Face aux 80 % de rejet de la liste conduite par Henri
Weber dans le Limousin, le coupable est tout trouvé : c’est François Hollande, l’ancien premier secrétaire du parti et élu de Corrèze, dont Vincent Peillon, encore lui, a dénoncé sur France
2 le « mauvais esprit ». « Il y a une responsabilité et il faut la faire porter », a fulminé la tête de liste du Sud-Est en montrant du doigt « la région de François
Hollande ». Du côté de l’intéressé, on feint d’ignorer la polémique, mais on appelle fermement la direction à prendre en compte le résultat du vote. « Il y a un principe à
respecter : c’est celui du vote des militants », a simplement commenté François Hollande. La prise de distance entre Martine Aubry et son prédécesseur n’est pas une nouveauté, mais
c’est la première fois qu’elle éclate au grand jour. Le rapprochement de circonstances, lors du congrès de Reims, n’empêche pas l’ancien patron de mener indépendamment sa barque vers la
présidentielle de 2012. Le courant qu’il a co-animé avec le maire de Paris a été la première victime de l’ouverture des listes européennes aux royalistes, ce qui a provoqué des tensions entre les
anciens alliés.
Mais Martine Aubry ne réussit pas à affirmer son autorité autrement que par des coups de force. En pressant Manuel Valls de rentrer dans le rang ou de quitter le PS cet été, Martine Aubry a
déclenché un effet boomerang. Soutenu par ses principaux lieutenants ainsi que par Laurent Fabius qui s'est félicité d'un rappel au "besoin d'unité", l'acte d'autorité posé par Mme Aubry – destiné
à prendre à témoin les militants sur le thème de la nécessaire unité du parti socialiste – a suscité de nombreuses réactions en retour. Manuel Valls a alors rendu publique une lettre adressée à la
première secrétaire dénonçant son"ultimatum"et sa "conception très datée du parti". Retour à l'envoyeur et conflit de génération à cœur ouvert.

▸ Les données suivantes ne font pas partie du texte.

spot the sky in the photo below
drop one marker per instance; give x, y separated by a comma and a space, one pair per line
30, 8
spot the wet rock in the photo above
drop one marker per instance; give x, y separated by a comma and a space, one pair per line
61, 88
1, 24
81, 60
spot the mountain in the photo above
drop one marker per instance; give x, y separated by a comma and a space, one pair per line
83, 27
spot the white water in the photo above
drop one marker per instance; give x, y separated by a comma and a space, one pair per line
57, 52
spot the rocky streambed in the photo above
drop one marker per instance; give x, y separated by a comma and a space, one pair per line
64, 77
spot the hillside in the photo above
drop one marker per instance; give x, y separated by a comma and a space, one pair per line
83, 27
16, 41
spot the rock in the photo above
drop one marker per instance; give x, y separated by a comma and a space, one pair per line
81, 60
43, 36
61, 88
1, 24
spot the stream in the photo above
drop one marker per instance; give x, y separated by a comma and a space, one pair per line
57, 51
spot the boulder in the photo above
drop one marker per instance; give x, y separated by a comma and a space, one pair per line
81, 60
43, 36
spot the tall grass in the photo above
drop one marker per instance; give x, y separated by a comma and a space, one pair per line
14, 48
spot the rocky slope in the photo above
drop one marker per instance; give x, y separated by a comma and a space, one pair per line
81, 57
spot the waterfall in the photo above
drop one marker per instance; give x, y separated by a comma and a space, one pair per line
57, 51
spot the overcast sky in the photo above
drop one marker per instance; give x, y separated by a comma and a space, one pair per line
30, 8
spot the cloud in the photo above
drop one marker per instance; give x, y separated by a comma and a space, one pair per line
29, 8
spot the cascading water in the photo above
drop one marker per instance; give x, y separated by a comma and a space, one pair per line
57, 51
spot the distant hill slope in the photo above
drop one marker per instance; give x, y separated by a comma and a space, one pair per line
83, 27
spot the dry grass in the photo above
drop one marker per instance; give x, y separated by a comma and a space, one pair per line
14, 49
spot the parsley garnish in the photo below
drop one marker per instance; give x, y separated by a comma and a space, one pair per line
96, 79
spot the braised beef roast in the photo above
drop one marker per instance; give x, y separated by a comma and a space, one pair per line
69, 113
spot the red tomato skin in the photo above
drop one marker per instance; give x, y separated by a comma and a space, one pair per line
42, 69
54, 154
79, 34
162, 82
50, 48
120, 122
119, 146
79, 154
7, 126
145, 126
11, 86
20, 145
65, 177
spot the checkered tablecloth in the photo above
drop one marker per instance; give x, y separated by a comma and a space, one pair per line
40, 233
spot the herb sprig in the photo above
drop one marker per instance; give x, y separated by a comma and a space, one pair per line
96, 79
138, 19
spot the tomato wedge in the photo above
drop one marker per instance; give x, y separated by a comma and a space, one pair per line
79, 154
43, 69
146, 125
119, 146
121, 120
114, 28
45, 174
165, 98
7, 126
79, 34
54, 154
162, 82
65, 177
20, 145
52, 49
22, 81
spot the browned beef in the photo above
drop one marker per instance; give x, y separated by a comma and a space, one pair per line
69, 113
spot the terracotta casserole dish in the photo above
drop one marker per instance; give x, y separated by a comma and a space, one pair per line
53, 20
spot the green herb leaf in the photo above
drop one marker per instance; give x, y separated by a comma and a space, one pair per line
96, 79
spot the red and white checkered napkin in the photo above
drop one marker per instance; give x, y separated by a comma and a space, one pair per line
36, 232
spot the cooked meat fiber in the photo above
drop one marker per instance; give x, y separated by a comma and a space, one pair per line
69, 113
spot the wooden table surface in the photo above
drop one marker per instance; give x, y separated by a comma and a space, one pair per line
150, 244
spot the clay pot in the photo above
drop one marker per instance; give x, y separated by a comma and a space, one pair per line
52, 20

Le livre "Hold uPS, arnaques et trahisons" est certes centré sur la querelle Aubry-Royal mais les entretiens menés par les auteurs nous en apprennent plus
sur les microfissures du PS, et c'est bien là l'intérêt de l'ouvrage. Personne ne peut dire comment tournera l'affrontement entre Ségolène Royal et son ancien lieutenant …personne? Vous n'en avez
pas une petit idée? Né en 1971, le PS traîne son mal-être depuis 1995…certains pensent que l'acte de décès n'est pas très loin (Mélenchon a déjà fait ses valises, notamment). Hélas, aucun homme
providentiel n'est là pour empêcher l'enterrement...et non, ce n'est pas le moment d'évoquer ici Benoît HAMON.